25 June 1997,
Plaintiff [seller], which trades in steel produced in South Korea, delivered to Defendant [buyer], whose place of business is in Switzerland, a total of 125.81 tons of stainless steel wire upon an order dated 7 February 1992, which was confirmed by the [seller] on 10 March 1992. It is in dispute between the parties whether the delivery took place in July or September 1992. Of the total purchase price, Deutsche Mark [DM] 366,174.51, the amount of DM 63,180 is still unpaid. The [buyer] notified the [seller] with ‘notices of substandard material’, dated 5 November 1992, and 6 April 1993, that specific, individually indicated quantities of the raw material could not be processed, and that it placed the substandard material at the [seller]’s disposal. At the same time, the [buyer] inquired about what should be done with these materials and also with the ‘semi-processed materials’ that was ‘possibly’ still in storage. In letters dated 2 December 1992, and 27 January 1993, the [seller] notified the [buyer] that, if the complaints [were] justified, the value of the material would be credited, and if further substandard material was found in the [buyer]’s stock, responsibility would also be taken if the complaint [was] justified. Both parties have obtained expert opinions regarding the suitability of the raw material, which, however, reached conflicting conclusions.

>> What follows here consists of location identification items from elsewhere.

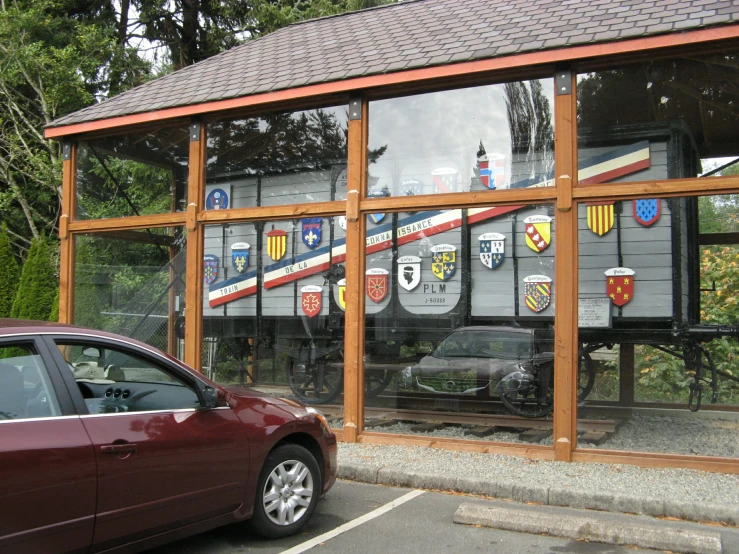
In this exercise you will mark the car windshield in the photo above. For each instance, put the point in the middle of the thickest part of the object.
(485, 344)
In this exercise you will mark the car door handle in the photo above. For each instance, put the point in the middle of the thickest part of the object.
(126, 448)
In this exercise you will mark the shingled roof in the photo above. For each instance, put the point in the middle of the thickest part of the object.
(407, 35)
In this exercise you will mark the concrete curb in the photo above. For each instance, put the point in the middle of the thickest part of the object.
(636, 533)
(553, 496)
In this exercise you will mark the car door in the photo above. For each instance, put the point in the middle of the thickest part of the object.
(164, 460)
(47, 463)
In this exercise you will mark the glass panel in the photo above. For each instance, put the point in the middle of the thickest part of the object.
(133, 283)
(490, 137)
(285, 158)
(271, 312)
(657, 119)
(25, 388)
(135, 174)
(460, 324)
(657, 327)
(114, 381)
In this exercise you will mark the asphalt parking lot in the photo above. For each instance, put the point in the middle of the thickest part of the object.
(422, 523)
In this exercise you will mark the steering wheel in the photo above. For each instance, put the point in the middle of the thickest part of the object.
(38, 402)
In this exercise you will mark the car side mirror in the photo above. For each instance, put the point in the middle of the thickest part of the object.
(210, 396)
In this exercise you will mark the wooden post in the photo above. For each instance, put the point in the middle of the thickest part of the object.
(565, 262)
(355, 263)
(194, 269)
(66, 247)
(626, 375)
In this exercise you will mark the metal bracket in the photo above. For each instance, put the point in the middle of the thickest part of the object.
(563, 81)
(194, 132)
(355, 108)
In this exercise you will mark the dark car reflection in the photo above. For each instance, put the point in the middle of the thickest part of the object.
(513, 363)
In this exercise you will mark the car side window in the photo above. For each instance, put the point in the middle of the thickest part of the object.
(114, 380)
(25, 387)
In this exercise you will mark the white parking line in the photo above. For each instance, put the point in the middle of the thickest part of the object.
(307, 545)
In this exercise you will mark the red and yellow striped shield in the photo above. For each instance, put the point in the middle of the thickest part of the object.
(600, 217)
(276, 244)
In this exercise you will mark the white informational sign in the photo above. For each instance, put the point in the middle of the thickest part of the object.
(594, 312)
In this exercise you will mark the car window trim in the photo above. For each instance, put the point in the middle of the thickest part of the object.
(189, 380)
(145, 412)
(58, 385)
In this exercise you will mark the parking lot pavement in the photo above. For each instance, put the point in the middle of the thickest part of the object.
(363, 519)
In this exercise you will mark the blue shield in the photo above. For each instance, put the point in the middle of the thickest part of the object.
(240, 256)
(647, 211)
(312, 231)
(492, 249)
(217, 200)
(210, 268)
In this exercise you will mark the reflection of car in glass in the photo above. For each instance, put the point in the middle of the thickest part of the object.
(107, 443)
(515, 363)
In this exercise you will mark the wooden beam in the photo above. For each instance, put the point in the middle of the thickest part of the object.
(658, 188)
(135, 236)
(354, 315)
(138, 222)
(66, 248)
(565, 272)
(419, 76)
(194, 255)
(268, 213)
(626, 375)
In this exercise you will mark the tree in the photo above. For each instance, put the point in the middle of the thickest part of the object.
(9, 274)
(51, 63)
(39, 282)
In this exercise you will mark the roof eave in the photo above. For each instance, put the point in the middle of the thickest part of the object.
(527, 59)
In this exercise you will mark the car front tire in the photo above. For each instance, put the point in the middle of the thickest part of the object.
(287, 492)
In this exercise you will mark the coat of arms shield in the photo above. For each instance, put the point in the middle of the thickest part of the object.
(217, 200)
(409, 272)
(276, 244)
(492, 249)
(620, 285)
(210, 268)
(647, 211)
(538, 232)
(311, 300)
(600, 217)
(444, 261)
(311, 234)
(240, 256)
(376, 283)
(537, 292)
(342, 293)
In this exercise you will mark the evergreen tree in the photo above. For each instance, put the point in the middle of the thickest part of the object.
(8, 275)
(38, 284)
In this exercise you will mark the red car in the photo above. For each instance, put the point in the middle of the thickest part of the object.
(107, 444)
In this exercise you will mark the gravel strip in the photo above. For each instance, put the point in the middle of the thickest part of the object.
(663, 484)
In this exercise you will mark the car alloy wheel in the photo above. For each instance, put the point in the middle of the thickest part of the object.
(288, 490)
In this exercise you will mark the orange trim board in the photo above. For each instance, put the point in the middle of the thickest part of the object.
(410, 76)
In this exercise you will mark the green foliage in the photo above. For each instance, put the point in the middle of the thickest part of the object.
(39, 283)
(9, 275)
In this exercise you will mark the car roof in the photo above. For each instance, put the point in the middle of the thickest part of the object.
(489, 328)
(10, 327)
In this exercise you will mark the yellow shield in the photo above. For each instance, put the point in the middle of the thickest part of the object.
(276, 244)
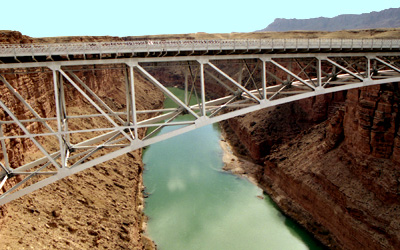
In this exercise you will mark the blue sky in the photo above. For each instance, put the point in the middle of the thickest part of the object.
(43, 18)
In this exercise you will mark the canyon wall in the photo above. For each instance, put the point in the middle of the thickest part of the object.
(100, 207)
(332, 163)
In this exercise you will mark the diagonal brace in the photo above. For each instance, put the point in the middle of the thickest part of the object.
(344, 69)
(292, 74)
(234, 82)
(166, 91)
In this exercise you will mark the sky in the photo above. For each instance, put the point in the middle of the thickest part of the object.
(49, 18)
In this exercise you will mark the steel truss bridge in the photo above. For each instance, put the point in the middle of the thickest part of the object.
(221, 79)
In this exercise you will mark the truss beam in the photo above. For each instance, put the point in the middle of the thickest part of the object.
(274, 80)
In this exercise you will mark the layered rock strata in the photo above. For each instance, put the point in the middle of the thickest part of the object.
(100, 207)
(340, 177)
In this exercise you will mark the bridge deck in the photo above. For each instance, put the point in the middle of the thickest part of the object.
(250, 75)
(12, 53)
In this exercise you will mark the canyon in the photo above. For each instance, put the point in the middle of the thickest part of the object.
(330, 162)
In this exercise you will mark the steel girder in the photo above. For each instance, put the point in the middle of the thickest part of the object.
(216, 88)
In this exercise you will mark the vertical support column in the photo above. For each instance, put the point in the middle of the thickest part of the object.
(368, 68)
(203, 90)
(264, 79)
(289, 77)
(128, 96)
(186, 88)
(57, 94)
(133, 101)
(319, 70)
(4, 148)
(63, 106)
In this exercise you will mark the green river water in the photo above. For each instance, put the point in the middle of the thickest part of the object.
(193, 204)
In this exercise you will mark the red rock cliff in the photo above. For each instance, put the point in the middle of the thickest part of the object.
(98, 208)
(339, 177)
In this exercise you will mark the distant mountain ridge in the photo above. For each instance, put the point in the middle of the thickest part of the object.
(389, 18)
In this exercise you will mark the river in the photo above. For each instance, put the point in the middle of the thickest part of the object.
(193, 204)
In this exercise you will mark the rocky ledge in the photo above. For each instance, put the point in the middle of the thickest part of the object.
(338, 177)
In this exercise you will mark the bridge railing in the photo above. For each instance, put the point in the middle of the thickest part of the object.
(195, 45)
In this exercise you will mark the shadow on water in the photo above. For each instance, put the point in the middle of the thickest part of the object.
(193, 204)
(295, 228)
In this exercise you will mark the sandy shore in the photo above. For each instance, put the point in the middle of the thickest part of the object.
(237, 165)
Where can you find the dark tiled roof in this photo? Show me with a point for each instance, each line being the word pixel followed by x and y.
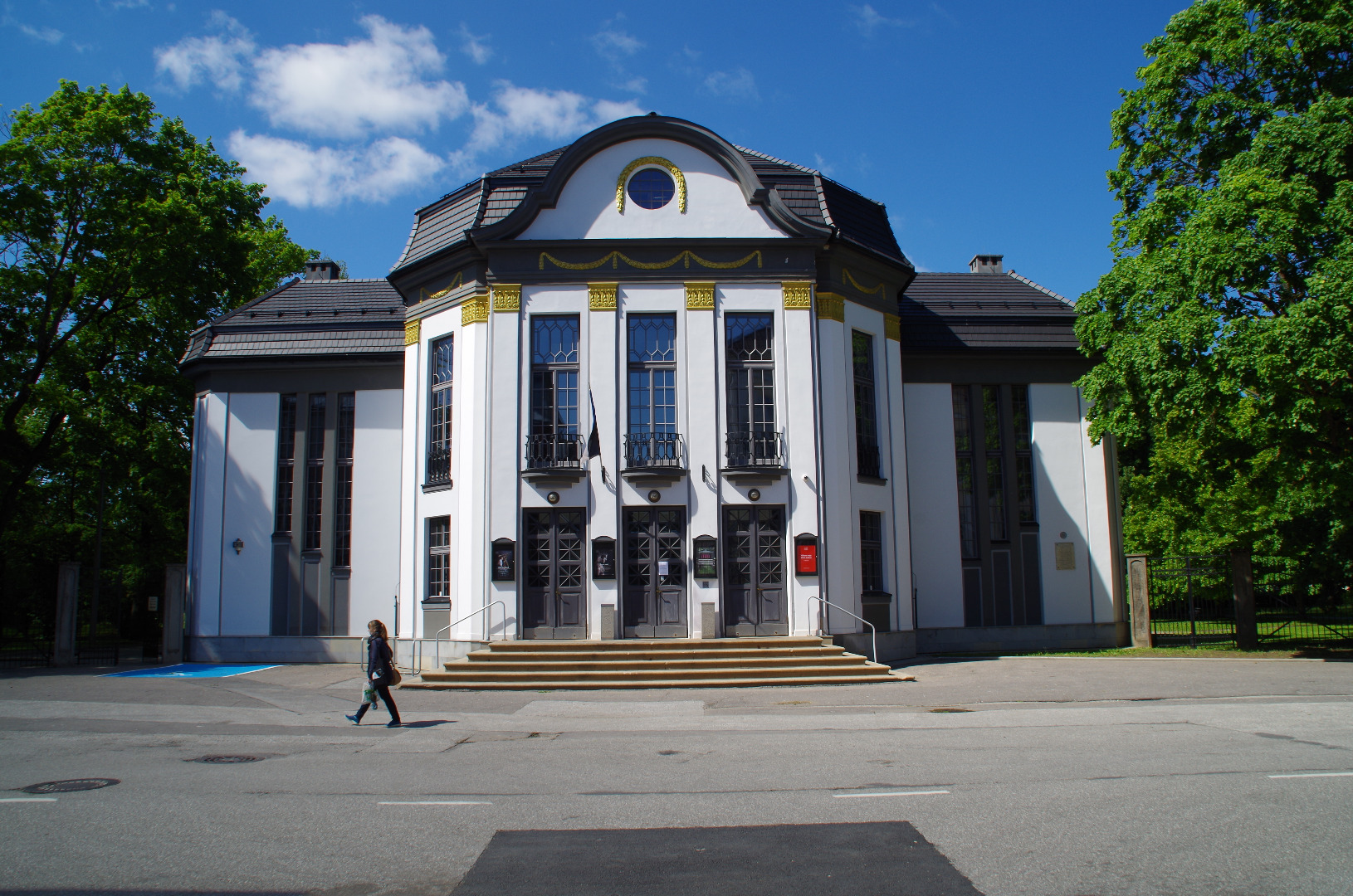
pixel 497 193
pixel 994 313
pixel 307 318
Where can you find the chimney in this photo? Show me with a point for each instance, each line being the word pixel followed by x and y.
pixel 322 269
pixel 987 265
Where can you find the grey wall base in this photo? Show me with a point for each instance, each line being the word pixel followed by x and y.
pixel 1016 638
pixel 891 645
pixel 274 649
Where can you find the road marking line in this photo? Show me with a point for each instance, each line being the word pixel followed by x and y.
pixel 432 803
pixel 857 796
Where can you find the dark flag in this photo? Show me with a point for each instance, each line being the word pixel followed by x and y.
pixel 594 440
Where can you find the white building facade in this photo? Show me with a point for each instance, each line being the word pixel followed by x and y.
pixel 648 386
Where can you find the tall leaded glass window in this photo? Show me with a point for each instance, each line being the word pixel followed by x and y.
pixel 867 414
pixel 286 462
pixel 314 473
pixel 438 557
pixel 994 461
pixel 750 358
pixel 1023 455
pixel 438 411
pixel 872 550
pixel 554 391
pixel 343 477
pixel 964 464
pixel 652 391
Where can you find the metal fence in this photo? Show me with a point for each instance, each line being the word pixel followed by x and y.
pixel 1192 603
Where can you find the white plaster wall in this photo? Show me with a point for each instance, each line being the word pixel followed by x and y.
pixel 1097 523
pixel 1060 483
pixel 251 475
pixel 586 207
pixel 932 489
pixel 210 470
pixel 375 506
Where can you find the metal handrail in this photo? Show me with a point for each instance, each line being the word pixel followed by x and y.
pixel 489 622
pixel 873 630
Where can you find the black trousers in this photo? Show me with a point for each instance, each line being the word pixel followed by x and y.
pixel 384 698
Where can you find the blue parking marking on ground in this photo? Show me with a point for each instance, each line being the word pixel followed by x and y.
pixel 190 670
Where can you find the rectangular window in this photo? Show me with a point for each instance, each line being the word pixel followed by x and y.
pixel 438 557
pixel 872 550
pixel 964 464
pixel 286 462
pixel 343 477
pixel 994 461
pixel 438 412
pixel 1023 455
pixel 867 414
pixel 652 440
pixel 750 357
pixel 314 473
pixel 554 392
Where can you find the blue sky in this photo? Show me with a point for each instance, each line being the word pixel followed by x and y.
pixel 983 126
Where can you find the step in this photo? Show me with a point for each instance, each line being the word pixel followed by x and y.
pixel 674 663
pixel 629 684
pixel 640 655
pixel 662 644
pixel 466 674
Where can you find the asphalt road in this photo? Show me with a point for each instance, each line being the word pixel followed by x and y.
pixel 1078 777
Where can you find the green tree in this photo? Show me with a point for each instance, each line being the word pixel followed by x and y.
pixel 1222 331
pixel 120 234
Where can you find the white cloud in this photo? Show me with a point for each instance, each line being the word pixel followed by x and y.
pixel 475 46
pixel 616 45
pixel 219 60
pixel 867 17
pixel 324 178
pixel 46 36
pixel 736 85
pixel 522 113
pixel 374 84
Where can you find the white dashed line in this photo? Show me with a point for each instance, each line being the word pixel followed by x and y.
pixel 433 803
pixel 857 796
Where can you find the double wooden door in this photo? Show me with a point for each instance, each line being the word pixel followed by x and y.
pixel 554 599
pixel 755 572
pixel 654 597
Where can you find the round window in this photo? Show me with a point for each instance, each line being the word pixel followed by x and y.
pixel 651 188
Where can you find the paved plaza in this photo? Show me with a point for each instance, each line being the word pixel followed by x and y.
pixel 1078 777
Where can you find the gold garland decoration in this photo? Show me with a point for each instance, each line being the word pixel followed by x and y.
pixel 616 257
pixel 855 283
pixel 651 161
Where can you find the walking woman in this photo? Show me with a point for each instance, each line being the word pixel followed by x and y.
pixel 380 670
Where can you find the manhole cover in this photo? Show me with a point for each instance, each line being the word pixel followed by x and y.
pixel 69 786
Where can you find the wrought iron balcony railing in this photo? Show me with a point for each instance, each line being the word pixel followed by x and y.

With its complaint, the [seller] demands that the [buyer] pay the outstanding purchase price plus interest. After the [buyer] had processed the extant raw material during the course of the litigation before the Court of First Instance at the end of 1995, it continued to pursue the avoidance of the contract in its brief dated 6 November 1995 only with regard to the substandard quantities indicated there. Alternatively, it declared a set-off against the claims for damages of DM 4,800, Swiss francs [Sfr] 2,850.50 and DM 75,578.53. …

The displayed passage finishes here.